The evidence is not satisfactory as to the circumstances of this alleged contract. It is shown that Funkhauser, the agent of appellant, made a memorandum of the transaction, but there is no evidence as to what the memorandum was, in form or substance. Funkhauser was not called as a witness. If the suit is based upon a.contract, as evidenced by such memorandum, the pleadings required might be different from such as would be necessary upon a mere oral undertaking of insurance. 1 Phillips on Ins., 15; Ins. Co. v. Mordecai, 22 How. Ill; De Grove v. Met. Ins. Co., 61 N. Y. 594; Barre v. The C. B. Ins. Co., 76 Ia. 609; Salisbury v. Hekla F. Ins. Co., 32 Minn. 458.

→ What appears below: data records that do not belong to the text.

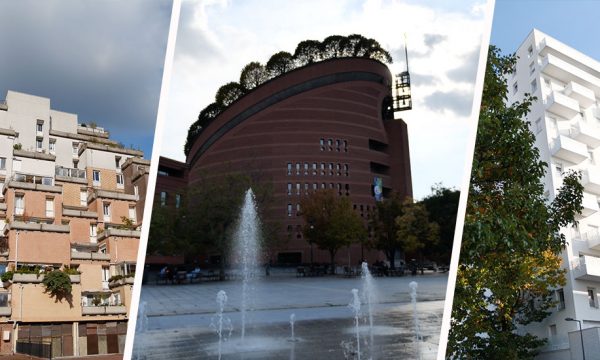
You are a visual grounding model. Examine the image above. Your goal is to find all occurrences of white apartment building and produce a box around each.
[508,29,600,359]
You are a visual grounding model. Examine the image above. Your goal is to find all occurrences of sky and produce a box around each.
[162,0,488,200]
[0,1,173,158]
[491,0,600,61]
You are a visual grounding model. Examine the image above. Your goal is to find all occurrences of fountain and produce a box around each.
[409,281,421,360]
[361,262,375,358]
[349,288,362,360]
[233,189,261,342]
[289,313,297,342]
[137,301,148,334]
[210,290,233,360]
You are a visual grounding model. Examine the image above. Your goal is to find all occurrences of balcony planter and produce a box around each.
[12,273,44,283]
[0,307,11,316]
[82,305,127,316]
[69,275,81,283]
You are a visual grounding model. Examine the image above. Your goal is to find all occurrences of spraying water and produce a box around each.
[234,189,261,342]
[210,290,233,360]
[361,262,375,357]
[289,313,296,342]
[137,301,148,334]
[349,289,362,360]
[409,281,421,360]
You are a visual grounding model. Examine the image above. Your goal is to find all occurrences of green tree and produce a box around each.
[43,270,73,306]
[368,192,405,269]
[293,40,322,67]
[321,35,346,59]
[448,46,584,359]
[300,190,366,272]
[184,102,223,156]
[239,62,268,90]
[215,81,246,107]
[396,198,439,266]
[147,202,186,257]
[420,185,460,265]
[265,51,295,78]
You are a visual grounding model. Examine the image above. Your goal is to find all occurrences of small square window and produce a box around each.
[116,174,124,186]
[93,170,101,183]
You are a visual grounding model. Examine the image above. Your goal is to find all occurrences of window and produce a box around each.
[90,224,97,243]
[115,156,121,169]
[101,267,110,288]
[37,123,43,133]
[42,177,52,186]
[556,289,566,310]
[320,138,325,151]
[321,183,326,189]
[45,198,54,218]
[134,185,139,197]
[304,162,309,175]
[531,79,537,93]
[80,189,87,206]
[589,288,598,308]
[129,206,137,224]
[296,163,300,175]
[535,117,542,134]
[103,203,111,221]
[312,163,317,175]
[549,324,557,337]
[336,163,341,175]
[296,203,301,216]
[343,140,348,152]
[336,139,341,151]
[0,157,5,170]
[287,225,293,232]
[329,163,333,175]
[73,160,78,169]
[345,184,350,195]
[15,194,24,215]
[287,163,292,175]
[49,139,56,153]
[36,139,43,151]
[529,62,535,75]
[320,163,325,175]
[327,138,333,150]
[287,203,292,217]
[313,183,317,190]
[344,164,349,176]
[175,194,181,208]
[513,82,518,94]
[116,174,124,186]
[527,44,533,58]
[160,191,167,206]
[72,143,79,156]
[287,183,292,195]
[304,183,309,195]
[296,183,300,195]
[92,170,101,184]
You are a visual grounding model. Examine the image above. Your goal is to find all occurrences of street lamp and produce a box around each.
[565,317,586,360]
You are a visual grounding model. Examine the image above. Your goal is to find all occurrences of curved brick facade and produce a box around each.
[187,58,412,265]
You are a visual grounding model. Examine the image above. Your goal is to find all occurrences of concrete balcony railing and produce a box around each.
[97,228,141,241]
[582,168,600,195]
[541,54,600,94]
[0,306,11,317]
[55,166,87,184]
[572,255,600,282]
[569,119,600,149]
[577,192,600,219]
[81,305,127,316]
[11,273,80,283]
[550,135,589,164]
[544,92,580,119]
[585,230,600,251]
[8,221,69,233]
[70,251,110,261]
[564,81,596,108]
[108,277,135,288]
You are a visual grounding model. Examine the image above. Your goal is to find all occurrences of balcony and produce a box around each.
[12,273,43,283]
[577,192,599,219]
[545,92,580,119]
[70,251,110,261]
[585,230,600,251]
[564,81,596,108]
[82,305,127,316]
[582,168,600,195]
[570,119,600,149]
[108,276,135,288]
[55,166,86,184]
[550,135,589,164]
[541,54,600,94]
[572,255,600,282]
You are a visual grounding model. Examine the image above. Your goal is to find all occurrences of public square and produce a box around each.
[132,272,447,359]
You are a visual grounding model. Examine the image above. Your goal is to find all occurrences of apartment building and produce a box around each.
[0,90,149,357]
[508,29,600,359]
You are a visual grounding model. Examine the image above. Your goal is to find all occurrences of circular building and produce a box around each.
[186,57,412,265]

The rule announced by these authorities is that “ a memorandum that a subject ‘is insured,’ or ‘shall stand insured,’ means that it is insured, or shall be so, according to the ordinary form of policy used in the office when the memorandum is made.”

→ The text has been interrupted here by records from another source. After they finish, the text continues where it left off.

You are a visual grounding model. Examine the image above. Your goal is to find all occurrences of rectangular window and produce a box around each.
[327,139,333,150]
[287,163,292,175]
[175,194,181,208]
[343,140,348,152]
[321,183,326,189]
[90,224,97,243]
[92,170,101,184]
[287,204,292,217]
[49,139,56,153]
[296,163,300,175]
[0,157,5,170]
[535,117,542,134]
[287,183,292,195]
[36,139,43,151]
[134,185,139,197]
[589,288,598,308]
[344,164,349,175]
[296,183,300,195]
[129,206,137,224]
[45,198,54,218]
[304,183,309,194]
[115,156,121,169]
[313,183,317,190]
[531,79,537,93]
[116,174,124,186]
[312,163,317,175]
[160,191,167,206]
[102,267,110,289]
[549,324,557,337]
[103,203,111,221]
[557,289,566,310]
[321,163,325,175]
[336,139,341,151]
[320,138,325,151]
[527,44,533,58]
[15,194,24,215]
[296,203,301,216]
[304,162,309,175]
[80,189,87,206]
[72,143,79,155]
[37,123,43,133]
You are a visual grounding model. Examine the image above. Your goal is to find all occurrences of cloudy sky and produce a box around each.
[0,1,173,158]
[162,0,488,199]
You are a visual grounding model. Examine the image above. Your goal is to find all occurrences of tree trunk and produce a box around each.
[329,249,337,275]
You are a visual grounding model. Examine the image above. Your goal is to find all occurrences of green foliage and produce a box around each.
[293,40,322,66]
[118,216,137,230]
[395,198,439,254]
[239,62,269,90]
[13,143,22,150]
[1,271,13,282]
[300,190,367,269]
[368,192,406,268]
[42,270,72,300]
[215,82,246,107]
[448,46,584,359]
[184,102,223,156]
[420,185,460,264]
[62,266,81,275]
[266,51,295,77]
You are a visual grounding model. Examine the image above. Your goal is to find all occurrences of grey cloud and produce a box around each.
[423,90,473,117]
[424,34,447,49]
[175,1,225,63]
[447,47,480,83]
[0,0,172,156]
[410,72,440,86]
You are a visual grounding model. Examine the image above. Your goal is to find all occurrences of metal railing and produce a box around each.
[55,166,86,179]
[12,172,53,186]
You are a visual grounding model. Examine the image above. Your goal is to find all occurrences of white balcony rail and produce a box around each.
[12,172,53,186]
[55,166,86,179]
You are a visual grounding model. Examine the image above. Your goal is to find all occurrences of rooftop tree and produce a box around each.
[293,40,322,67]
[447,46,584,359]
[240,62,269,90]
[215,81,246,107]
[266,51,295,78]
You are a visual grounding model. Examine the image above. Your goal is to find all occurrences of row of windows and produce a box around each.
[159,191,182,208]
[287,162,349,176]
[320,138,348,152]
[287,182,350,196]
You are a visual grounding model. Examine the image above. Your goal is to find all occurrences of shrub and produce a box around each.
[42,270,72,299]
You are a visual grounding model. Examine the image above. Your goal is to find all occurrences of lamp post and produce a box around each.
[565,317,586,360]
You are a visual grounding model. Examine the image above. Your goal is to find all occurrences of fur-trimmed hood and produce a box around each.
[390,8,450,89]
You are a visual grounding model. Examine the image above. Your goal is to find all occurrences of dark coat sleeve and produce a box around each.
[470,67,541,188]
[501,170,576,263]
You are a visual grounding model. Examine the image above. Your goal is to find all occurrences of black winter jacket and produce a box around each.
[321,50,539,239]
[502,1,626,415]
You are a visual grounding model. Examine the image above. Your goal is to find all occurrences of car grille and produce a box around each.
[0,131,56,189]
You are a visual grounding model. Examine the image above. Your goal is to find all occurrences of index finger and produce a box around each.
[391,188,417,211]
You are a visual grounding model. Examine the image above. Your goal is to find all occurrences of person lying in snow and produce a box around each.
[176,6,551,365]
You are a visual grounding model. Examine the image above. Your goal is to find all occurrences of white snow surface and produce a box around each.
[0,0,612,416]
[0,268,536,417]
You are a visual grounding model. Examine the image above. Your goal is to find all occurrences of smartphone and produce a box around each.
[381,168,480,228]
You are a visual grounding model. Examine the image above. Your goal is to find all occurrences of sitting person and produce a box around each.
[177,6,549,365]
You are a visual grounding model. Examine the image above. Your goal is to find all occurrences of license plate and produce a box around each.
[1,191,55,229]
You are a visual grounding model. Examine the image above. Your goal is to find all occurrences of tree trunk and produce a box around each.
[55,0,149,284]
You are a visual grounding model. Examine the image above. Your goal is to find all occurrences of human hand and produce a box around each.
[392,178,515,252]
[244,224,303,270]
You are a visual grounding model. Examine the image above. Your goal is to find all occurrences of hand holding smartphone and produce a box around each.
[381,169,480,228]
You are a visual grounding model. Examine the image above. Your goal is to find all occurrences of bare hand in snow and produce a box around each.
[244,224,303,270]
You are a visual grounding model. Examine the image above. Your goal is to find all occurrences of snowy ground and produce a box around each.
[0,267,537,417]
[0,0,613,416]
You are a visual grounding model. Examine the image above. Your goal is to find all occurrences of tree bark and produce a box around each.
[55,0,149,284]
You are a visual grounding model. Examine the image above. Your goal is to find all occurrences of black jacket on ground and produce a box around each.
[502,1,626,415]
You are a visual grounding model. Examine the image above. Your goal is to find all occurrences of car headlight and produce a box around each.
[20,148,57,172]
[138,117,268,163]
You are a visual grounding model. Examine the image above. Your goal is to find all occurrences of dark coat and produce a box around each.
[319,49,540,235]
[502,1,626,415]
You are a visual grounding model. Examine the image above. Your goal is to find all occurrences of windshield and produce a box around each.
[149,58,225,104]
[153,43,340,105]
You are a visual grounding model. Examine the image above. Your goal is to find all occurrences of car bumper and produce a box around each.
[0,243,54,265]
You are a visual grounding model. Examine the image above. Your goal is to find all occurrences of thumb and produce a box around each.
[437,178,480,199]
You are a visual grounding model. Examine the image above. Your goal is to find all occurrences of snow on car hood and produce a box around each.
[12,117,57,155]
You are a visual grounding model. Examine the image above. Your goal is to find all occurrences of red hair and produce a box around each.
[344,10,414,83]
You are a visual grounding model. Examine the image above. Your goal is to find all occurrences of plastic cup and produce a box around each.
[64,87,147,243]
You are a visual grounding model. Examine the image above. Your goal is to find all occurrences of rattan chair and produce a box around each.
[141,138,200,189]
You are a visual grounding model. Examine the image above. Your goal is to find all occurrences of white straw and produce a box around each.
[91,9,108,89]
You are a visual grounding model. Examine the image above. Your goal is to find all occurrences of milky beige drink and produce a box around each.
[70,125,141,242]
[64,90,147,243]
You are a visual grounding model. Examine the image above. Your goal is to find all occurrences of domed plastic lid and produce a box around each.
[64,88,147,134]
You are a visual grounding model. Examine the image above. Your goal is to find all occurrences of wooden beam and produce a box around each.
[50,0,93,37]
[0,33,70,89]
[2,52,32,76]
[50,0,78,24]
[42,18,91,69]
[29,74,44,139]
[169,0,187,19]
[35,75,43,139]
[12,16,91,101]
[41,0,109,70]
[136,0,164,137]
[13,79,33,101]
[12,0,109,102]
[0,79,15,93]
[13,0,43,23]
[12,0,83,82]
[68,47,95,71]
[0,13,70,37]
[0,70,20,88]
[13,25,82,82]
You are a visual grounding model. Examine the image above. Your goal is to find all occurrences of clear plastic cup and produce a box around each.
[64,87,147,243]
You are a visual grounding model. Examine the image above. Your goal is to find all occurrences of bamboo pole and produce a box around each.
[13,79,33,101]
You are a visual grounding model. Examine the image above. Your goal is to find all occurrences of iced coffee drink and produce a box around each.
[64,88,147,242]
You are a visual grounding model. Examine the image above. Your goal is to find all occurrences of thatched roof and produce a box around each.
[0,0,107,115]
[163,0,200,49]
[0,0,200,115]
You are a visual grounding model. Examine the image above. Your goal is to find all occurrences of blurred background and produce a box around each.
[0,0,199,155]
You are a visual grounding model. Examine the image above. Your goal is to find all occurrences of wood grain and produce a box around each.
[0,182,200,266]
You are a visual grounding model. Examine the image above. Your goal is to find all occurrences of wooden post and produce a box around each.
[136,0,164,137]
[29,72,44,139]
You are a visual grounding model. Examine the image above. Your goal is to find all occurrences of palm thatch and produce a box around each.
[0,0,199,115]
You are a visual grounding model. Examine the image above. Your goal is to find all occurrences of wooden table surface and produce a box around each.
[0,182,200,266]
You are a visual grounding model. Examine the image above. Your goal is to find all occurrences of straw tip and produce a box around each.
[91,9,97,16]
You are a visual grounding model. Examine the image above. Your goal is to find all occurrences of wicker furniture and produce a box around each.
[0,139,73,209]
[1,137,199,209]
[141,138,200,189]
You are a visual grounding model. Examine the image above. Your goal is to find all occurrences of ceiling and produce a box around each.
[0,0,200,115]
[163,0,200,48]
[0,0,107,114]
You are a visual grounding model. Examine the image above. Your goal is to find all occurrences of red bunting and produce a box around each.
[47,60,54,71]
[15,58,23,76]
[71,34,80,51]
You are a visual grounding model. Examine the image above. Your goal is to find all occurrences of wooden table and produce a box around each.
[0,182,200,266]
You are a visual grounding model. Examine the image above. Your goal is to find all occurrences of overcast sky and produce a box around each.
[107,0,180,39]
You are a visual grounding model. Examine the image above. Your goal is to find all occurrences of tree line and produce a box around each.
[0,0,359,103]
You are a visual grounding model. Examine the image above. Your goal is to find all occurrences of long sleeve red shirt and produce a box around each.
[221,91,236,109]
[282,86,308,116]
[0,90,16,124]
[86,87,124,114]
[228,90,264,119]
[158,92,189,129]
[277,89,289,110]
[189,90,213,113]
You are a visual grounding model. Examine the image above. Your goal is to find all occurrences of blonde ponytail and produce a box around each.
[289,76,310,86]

In Firemen’s Ins. Co. v. Kuessner, sufra, the recovery was had under a special count upon the oral contract, and in Commercial Ins. Co. v. Hallock, 3 Dutch. (N. J.) 645, cited in Firemen’s Ins. Co. v. Kuessner, the recovery was under a special count setting up terms of a policy, though none was delivered to the insured.
Appropriate objection was made by counsel for appellant to the admission of the evidence under the declaration as framed, and exception was preserved to the ruling of the trial court in this behalf. The objection was renewed at the close of the trial, and was presented in the form of a proposition of law, which the court marked “ refused.”
Because of the insufficiency of the declaration to warrant the admission of evidence of the contract relied upon, the judgment is reversed and the cause is remanded.